The mystic Julian of Norwich
reminds us, “God
wants to be thought of as our Lover. I must see myself so bound in love as if
everything that has been done has been done for me. That is to say, the Love of
God makes such a unity in us that when we see this unity no one is able to
separate oneself from another.”
It is when some
of us fall into that pit of loneliness that we become the branches that shrivel
up and are tossed into the fire. Notice, nothing is said about hell or
damnation here, but as soon as we hear fire, at least I know I wince a bit.
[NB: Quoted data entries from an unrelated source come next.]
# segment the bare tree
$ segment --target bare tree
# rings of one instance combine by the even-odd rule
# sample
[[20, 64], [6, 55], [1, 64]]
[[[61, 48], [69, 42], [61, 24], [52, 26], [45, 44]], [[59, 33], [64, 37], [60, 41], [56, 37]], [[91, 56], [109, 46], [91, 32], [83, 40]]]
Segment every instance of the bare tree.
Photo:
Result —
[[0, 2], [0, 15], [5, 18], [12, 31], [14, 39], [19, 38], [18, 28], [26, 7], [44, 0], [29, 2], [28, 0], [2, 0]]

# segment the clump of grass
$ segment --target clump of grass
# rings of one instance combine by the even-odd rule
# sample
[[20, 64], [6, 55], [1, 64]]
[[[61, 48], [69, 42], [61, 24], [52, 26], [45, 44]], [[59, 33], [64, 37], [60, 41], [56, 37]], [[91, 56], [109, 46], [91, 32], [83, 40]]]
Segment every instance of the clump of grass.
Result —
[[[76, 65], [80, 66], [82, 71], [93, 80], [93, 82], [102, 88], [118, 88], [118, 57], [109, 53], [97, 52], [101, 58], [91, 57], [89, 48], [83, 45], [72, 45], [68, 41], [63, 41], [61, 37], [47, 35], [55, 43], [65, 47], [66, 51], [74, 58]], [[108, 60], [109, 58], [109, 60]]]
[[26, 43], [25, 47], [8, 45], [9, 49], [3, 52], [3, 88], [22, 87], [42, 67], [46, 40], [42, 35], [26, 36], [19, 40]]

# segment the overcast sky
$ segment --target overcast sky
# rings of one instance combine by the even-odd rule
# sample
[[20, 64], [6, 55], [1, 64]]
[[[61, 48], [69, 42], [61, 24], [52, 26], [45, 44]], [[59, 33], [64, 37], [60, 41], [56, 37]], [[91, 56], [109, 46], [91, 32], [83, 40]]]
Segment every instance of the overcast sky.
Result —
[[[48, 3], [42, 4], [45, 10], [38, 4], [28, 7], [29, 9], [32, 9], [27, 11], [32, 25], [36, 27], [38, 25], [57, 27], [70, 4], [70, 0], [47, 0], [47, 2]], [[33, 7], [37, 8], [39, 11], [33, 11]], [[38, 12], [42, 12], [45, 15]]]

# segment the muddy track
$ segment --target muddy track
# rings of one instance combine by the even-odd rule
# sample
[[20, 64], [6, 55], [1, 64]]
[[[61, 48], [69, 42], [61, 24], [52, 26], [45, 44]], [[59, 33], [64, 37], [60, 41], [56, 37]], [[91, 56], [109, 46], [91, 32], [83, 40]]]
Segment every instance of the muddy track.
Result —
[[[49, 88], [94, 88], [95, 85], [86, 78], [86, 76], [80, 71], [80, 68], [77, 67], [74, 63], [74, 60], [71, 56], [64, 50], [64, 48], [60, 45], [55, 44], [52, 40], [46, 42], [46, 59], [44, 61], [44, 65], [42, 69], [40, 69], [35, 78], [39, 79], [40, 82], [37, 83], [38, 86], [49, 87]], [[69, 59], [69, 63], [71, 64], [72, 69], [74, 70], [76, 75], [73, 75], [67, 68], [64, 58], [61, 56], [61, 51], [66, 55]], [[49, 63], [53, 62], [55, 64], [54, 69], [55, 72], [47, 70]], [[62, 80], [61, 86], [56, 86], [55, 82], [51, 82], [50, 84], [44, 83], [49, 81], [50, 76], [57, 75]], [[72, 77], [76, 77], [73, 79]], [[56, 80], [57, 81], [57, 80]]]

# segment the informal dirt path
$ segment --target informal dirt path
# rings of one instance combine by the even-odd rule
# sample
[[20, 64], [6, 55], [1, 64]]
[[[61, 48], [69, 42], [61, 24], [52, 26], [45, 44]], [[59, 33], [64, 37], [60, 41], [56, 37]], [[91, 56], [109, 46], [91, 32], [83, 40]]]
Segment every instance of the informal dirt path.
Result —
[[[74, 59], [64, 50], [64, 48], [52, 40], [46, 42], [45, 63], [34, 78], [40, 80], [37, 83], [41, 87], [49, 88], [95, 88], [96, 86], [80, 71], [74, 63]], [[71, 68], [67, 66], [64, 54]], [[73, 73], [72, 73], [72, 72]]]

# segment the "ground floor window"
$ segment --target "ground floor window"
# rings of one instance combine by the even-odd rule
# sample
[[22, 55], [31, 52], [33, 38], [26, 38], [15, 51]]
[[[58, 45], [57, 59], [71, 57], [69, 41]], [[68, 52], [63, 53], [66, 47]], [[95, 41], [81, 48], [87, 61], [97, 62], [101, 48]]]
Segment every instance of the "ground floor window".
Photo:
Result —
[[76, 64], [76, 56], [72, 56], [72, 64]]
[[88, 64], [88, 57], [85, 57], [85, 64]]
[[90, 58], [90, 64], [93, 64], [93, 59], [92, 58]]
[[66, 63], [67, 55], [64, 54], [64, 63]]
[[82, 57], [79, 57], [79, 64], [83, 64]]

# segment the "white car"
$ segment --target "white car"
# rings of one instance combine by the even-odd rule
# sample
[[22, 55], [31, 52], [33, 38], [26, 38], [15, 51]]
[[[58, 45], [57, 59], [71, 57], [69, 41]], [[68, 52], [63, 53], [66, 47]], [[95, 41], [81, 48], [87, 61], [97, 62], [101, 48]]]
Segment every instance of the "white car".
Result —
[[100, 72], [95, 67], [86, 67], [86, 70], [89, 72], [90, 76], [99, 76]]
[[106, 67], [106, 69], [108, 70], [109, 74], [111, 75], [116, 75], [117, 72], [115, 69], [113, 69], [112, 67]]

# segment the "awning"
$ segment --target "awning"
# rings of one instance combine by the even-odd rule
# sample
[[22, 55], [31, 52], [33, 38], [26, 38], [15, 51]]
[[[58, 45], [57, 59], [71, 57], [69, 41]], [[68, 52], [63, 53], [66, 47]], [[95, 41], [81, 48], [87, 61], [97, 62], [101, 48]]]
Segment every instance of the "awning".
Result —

Punishment is not the point here. First John even told us today that punishment
has nothing to do with love. The point is that when we lose our spiritual
connection, we too easily lose our ability to live in love- or live at all. Too
many people I have known have taken their own lives because they isolated. Even
this past week, we heard in the news of another young man in Utah who took his
own life. He was a community leader and still could not hold onto life.
Sometimes
you may think that you are just a little church on a corner in Naples. But you
have a community here where the love of Christ is present and palpable. The
Christ-root is dead center here and you are the branches. Sometimes God will
prune a branch for the health of the vine because instead of loving, someone
tries to get into people’s business… (Just had to tell a bit of hard truth
there, but there it is.) And God does that because God’s vines, God’s
communities are so precious. You are each precious to God the Gardener. God
reaches deep down in the dirt and gets her hands dirty- for us, and with us.
And the benefit is the life we have been looking for.
I think
this reading from the non-canonical Gospel of Philip (79:18-33) sums it up
well. “Farming in the world requires the cooperation of four essential
elements. A harvest is gathered into the barn only as a result of the natural
action of water, earth, wind, and light. God’s farming likewise has four
elements – faith, hope, love, and knowledge. Faith is our earth, that in which
we take root. And hope is the water through which we are nourished. Love is the
wind through which we grow. Knowledge is the light through which we ripen.”
I pray that
together as a vine and separately as branches that you grow your roots deeper
in the wisdom of the Divine, drink deep of hope that you will never be thirsty,
branch out wide and allow your branches to quiver in the wind, and stretch
upward to receive the light perpetual that will warm the coldest chill. Amen.